Intellifit maintains that its technology is completely safe, but concedes that some retailers—including Lane Bryant—discourage or prevent the scanning of someone who is pregnant or who has a pacemaker.

Gribbin dismisses those retailers’ concerns as just legal protection.

"Our technology is not X-ray. We use low-power radio waves, very similar to cell phones, expect that our radio waves are one-thousandth the power of a cell phone," Gribbin said, adding that "a cell phone is generally next to your head, and we're about 2 feet away from you."

Today, the system's results can only be seen on the computer printouts, but Intellifit plans to have those available to scanned consumers on their Web site in about two weeks, Gribbin said.

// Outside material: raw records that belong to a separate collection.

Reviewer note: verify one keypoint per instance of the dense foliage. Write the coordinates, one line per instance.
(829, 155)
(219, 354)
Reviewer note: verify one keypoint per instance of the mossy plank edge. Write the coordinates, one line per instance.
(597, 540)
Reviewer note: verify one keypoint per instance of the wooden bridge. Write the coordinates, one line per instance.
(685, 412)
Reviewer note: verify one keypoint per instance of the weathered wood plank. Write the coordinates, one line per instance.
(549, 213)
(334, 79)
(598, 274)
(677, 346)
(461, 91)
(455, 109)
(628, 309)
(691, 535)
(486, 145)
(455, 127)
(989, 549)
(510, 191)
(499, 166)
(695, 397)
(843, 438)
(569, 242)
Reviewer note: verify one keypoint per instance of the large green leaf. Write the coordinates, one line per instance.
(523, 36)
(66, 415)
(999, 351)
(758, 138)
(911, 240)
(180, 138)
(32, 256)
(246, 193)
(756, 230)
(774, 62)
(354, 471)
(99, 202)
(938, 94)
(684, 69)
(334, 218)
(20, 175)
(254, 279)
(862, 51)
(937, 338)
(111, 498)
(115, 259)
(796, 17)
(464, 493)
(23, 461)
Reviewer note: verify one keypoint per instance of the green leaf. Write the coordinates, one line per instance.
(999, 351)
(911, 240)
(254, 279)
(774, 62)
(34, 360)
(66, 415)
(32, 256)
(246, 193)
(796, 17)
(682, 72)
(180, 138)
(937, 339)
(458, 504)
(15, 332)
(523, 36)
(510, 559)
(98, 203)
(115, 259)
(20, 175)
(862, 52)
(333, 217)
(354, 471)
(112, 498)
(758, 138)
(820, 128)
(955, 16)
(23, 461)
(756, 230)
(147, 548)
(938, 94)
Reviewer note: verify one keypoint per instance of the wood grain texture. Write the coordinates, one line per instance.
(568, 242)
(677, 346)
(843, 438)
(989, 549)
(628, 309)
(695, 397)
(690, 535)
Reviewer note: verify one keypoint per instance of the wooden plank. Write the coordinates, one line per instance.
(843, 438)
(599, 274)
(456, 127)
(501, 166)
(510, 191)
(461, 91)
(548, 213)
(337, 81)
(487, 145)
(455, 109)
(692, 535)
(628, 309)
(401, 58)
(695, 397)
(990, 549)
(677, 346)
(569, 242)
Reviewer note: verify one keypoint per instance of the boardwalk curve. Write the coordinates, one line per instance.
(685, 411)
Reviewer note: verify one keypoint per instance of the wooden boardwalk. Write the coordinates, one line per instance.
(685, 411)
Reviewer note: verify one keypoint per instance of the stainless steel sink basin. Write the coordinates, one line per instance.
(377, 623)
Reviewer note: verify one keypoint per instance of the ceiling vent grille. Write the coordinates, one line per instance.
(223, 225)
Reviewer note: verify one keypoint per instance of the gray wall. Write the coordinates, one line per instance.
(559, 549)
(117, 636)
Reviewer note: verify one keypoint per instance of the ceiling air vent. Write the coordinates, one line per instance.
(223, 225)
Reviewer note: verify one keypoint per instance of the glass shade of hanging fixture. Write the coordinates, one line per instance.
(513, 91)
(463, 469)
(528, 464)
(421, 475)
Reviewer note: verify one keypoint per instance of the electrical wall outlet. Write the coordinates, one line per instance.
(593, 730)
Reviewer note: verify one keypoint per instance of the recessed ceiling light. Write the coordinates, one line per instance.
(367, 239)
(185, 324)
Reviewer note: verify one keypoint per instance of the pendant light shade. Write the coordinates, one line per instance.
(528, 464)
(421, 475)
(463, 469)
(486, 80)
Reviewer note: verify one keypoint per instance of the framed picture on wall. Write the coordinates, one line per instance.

After the consumer is scanned, the data is saved in an XML file, and a wireless modem uploads those XML files to a Dell server at Intellifit headquarters once every 24 hours.

The final uploaded XML file is only one or two kilobits, which is a lot less than the original 200,000 data-point 3-D hologram that typically needs about 80 MB of space.

That's how the consumer's measurements are collected. To gather the precise sizing for various garments from many apparel companies, client manufacturers send Intellifit their product specification sheets on garments.

"Every brand has its own fit specification. A 10 from Jones is not the same as a 10 from Liz," Gribbin said.

The only place where there is still margin for error is what the industry dubs sewing tolerances, which can run a half-inch in either direction.

"We're 90 percent (accurate) about the sizes and the styles and the brands that will fit you best."

Gribbin pledges that the identity of consumers will never be revealed, but information will be released in an anonymous, aggregated manner to retail and manufacturing clients.

"They might want a report for women between 35 and 40 years of age in a plus size in certain ZIP codes," he said, and Intellifit would provide tons of sizing specs from its database of matching consumers.